Reason to pass data using struct inode and struct file in Linux device driver programming

I'm a frog dragon picture I'm a frog dragon · Sep 9, 2011 · Viewed 8.6k times · Source

I'm studying Chapter 3.5 of Linux Device Drivers, 3rd edition. This section introduces a method to retrieve a custom structure we defined ourselves from struct inode *inode in the open function:

int scull_open(struct inode *inode, struct file *filp)
{
    struct scull_dev *dev;

    dev = container_of(inode->i_cdev, struct scull_dev, cdev);
    filp->private_data = dev; /* for other methods */

    }
    return 0;          
}

From my understanding, while the device is opened, the struct inode *inode representing the device is passed to scull_open.

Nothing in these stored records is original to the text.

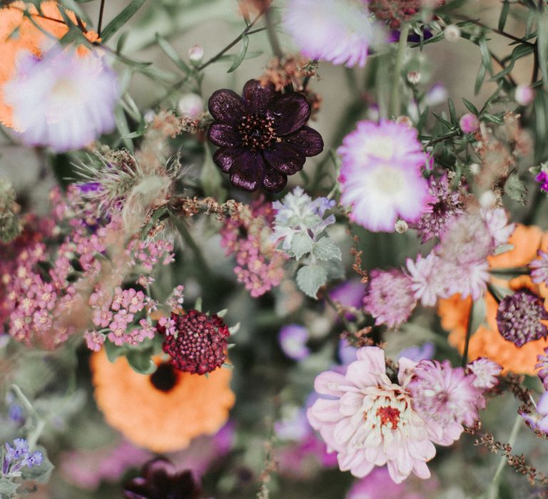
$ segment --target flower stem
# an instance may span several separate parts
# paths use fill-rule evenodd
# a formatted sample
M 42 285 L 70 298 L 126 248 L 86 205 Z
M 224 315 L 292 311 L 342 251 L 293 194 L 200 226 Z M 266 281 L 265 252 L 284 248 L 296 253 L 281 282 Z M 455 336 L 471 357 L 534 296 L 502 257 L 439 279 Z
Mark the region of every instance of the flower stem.
M 400 31 L 400 40 L 397 42 L 397 52 L 396 52 L 396 62 L 394 66 L 394 76 L 392 81 L 392 95 L 390 96 L 390 114 L 394 117 L 400 114 L 400 80 L 401 78 L 400 73 L 402 72 L 403 56 L 407 45 L 407 35 L 409 35 L 409 24 L 402 24 Z
M 512 428 L 512 432 L 510 433 L 509 438 L 508 439 L 508 444 L 512 446 L 516 441 L 517 434 L 519 433 L 519 427 L 522 423 L 522 416 L 518 414 L 516 418 L 516 421 L 514 422 L 514 426 Z M 502 470 L 504 469 L 504 465 L 507 463 L 508 458 L 506 456 L 502 456 L 500 458 L 499 465 L 497 467 L 497 470 L 494 472 L 494 476 L 491 481 L 491 485 L 489 486 L 489 490 L 487 492 L 488 499 L 498 499 L 499 497 L 499 487 L 500 486 L 500 480 L 502 478 Z

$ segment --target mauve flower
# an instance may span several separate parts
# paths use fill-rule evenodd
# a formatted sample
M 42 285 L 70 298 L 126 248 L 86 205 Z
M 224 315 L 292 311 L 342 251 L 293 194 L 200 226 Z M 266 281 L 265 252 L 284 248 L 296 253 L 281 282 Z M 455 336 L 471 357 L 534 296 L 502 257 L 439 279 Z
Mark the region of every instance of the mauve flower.
M 405 384 L 409 359 L 400 359 L 398 380 Z M 375 466 L 387 465 L 397 483 L 411 473 L 427 478 L 426 463 L 436 453 L 429 438 L 428 421 L 415 411 L 405 386 L 392 383 L 386 375 L 382 350 L 366 346 L 357 351 L 343 376 L 333 371 L 315 379 L 318 398 L 308 409 L 312 426 L 338 453 L 339 467 L 361 478 Z
M 288 175 L 303 168 L 307 156 L 322 152 L 323 141 L 305 125 L 310 105 L 298 92 L 281 94 L 272 85 L 250 80 L 240 97 L 223 88 L 209 99 L 213 121 L 208 137 L 219 146 L 213 161 L 244 190 L 263 186 L 279 192 Z
M 203 497 L 201 483 L 190 470 L 178 471 L 166 459 L 148 461 L 141 476 L 126 485 L 126 499 L 200 499 Z

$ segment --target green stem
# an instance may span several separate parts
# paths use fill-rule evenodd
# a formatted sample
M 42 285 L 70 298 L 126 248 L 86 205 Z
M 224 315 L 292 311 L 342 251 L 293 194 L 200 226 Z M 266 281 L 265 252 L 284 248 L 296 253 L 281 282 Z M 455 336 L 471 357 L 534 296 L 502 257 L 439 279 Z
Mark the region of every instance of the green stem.
M 510 437 L 508 439 L 508 443 L 510 446 L 512 446 L 516 442 L 517 434 L 519 433 L 522 419 L 522 416 L 518 414 L 516 421 L 514 422 L 514 426 L 512 426 Z M 493 476 L 491 485 L 489 486 L 489 490 L 487 492 L 488 499 L 498 499 L 500 480 L 502 478 L 502 470 L 504 469 L 504 465 L 507 462 L 508 458 L 505 456 L 502 456 L 500 458 L 499 465 L 497 467 L 497 470 L 494 472 L 494 476 Z
M 397 52 L 396 53 L 396 63 L 394 66 L 394 76 L 392 81 L 392 95 L 390 96 L 390 114 L 396 117 L 400 114 L 400 80 L 402 72 L 403 56 L 405 53 L 405 47 L 407 46 L 407 36 L 409 35 L 409 24 L 402 24 L 400 31 L 400 41 L 397 42 Z

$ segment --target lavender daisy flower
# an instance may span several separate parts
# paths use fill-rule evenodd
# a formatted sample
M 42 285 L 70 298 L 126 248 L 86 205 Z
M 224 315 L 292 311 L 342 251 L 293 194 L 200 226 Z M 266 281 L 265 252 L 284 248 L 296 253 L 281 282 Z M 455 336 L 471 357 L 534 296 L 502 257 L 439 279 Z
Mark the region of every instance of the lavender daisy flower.
M 548 319 L 540 299 L 528 290 L 505 297 L 497 310 L 497 326 L 502 337 L 516 346 L 546 339 L 548 329 L 541 320 Z
M 94 53 L 81 57 L 56 48 L 41 59 L 26 54 L 4 95 L 14 128 L 27 145 L 61 153 L 114 129 L 116 78 Z
M 215 121 L 208 131 L 219 149 L 213 161 L 244 190 L 261 186 L 279 192 L 288 175 L 302 170 L 308 156 L 323 150 L 321 135 L 305 125 L 310 105 L 298 92 L 280 94 L 250 80 L 240 97 L 223 88 L 209 99 Z

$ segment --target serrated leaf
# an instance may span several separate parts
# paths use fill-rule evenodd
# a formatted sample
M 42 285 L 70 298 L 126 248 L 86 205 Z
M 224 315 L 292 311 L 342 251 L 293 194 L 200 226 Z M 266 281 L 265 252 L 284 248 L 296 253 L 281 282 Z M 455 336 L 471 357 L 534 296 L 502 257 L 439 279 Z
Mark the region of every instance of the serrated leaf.
M 504 192 L 511 200 L 520 205 L 524 205 L 527 197 L 527 188 L 517 172 L 512 172 L 508 175 L 504 182 Z
M 328 236 L 322 237 L 314 243 L 312 254 L 320 260 L 342 259 L 340 248 Z
M 316 297 L 320 286 L 325 284 L 328 273 L 321 265 L 305 265 L 297 272 L 297 284 L 300 290 L 311 298 Z
M 307 232 L 298 232 L 291 239 L 290 251 L 295 255 L 295 259 L 300 259 L 303 254 L 310 253 L 313 247 L 312 237 Z
M 247 35 L 242 35 L 242 48 L 240 49 L 240 53 L 238 56 L 234 59 L 234 62 L 232 63 L 232 66 L 229 68 L 227 73 L 232 73 L 240 64 L 242 63 L 243 59 L 245 58 L 245 53 L 248 51 L 248 47 L 249 46 L 249 36 Z
M 49 480 L 49 475 L 54 470 L 54 465 L 48 458 L 48 454 L 46 449 L 41 446 L 36 446 L 34 451 L 39 451 L 42 453 L 42 463 L 39 466 L 33 466 L 32 468 L 25 467 L 21 470 L 21 476 L 24 480 L 31 480 L 40 483 L 46 483 Z
M 112 36 L 129 21 L 143 6 L 146 0 L 131 0 L 129 5 L 116 16 L 101 32 L 101 43 L 106 43 Z
M 147 353 L 131 351 L 127 354 L 126 358 L 131 369 L 139 374 L 152 374 L 157 369 L 156 364 Z

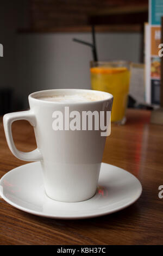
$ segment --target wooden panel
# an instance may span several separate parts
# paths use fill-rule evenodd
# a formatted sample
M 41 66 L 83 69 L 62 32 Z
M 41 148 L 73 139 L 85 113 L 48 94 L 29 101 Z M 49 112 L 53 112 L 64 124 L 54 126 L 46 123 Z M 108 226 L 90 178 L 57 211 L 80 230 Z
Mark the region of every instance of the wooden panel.
M 137 17 L 139 13 L 145 13 L 143 22 L 144 20 L 147 21 L 148 0 L 31 0 L 30 3 L 30 28 L 34 31 L 80 27 L 92 23 L 122 25 L 124 19 L 127 20 L 124 23 L 130 24 L 130 20 L 135 21 L 135 16 L 126 16 L 126 14 L 131 13 L 136 13 Z M 120 19 L 119 15 L 122 15 Z M 138 23 L 142 23 L 141 16 L 138 21 Z

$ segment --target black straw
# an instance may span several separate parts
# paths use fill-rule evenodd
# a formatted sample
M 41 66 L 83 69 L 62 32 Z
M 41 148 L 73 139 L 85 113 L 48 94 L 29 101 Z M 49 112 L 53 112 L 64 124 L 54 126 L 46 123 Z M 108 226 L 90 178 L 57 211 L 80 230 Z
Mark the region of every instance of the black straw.
M 97 60 L 97 55 L 96 46 L 95 31 L 95 27 L 93 26 L 92 26 L 92 44 L 88 42 L 85 42 L 85 41 L 83 41 L 82 40 L 77 39 L 76 38 L 73 38 L 72 40 L 74 42 L 79 42 L 80 44 L 83 44 L 83 45 L 87 45 L 87 46 L 91 47 L 92 48 L 93 60 L 95 62 L 97 62 L 98 60 Z

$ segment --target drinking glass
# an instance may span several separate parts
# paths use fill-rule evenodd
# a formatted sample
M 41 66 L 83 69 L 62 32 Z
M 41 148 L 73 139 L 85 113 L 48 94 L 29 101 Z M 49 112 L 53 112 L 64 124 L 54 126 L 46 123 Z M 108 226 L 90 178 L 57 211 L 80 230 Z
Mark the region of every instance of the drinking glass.
M 111 121 L 118 124 L 126 123 L 126 111 L 129 89 L 130 62 L 91 62 L 91 87 L 106 92 L 114 96 Z

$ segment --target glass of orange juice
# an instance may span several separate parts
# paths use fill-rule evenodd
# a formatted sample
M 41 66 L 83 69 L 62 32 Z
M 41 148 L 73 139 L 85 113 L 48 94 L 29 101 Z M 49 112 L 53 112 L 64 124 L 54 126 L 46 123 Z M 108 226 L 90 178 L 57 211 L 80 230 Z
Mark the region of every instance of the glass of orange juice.
M 119 124 L 126 120 L 130 69 L 130 62 L 127 61 L 91 62 L 92 89 L 113 95 L 111 121 Z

Then, the custom structure dev is extracted and passed to filp->private_data so that other methods such as scull_read can use it:

ssize_t scull_read(struct file *filp, char _ _user *buf, size_t count,
                loff_t *f_pos)
{
    struct scull_dev *dev = filp->private_data; 
    /* other codes that uses *dev   */
}

This seems fine to me until I realized that we already had a struct scull_dev *dev during initialization in scull_setup_cdev here.

I'm rather confused since I thought we can make struct scull_dev *dev a global variable, then scull_read and other methods will eventually have access to it without going through all the passing using inode and file.

My question is, why don't we just make it a global variable?

Can anyone provide some practical examples of using this method to pass data ?

Answer

rodrigo picture rodrigo · Dec 28, 2013

The main reason is so that your driver can manage more than one device. For example, you can create (mknod) several devices /dev/scull1, /dev/scull2, /dev/scull3... and then each of these will have a different scull_dev associated with it.

With a global variable you are limited to one. And even if your driver only supports one such device, there is little reason not to design the code future proof.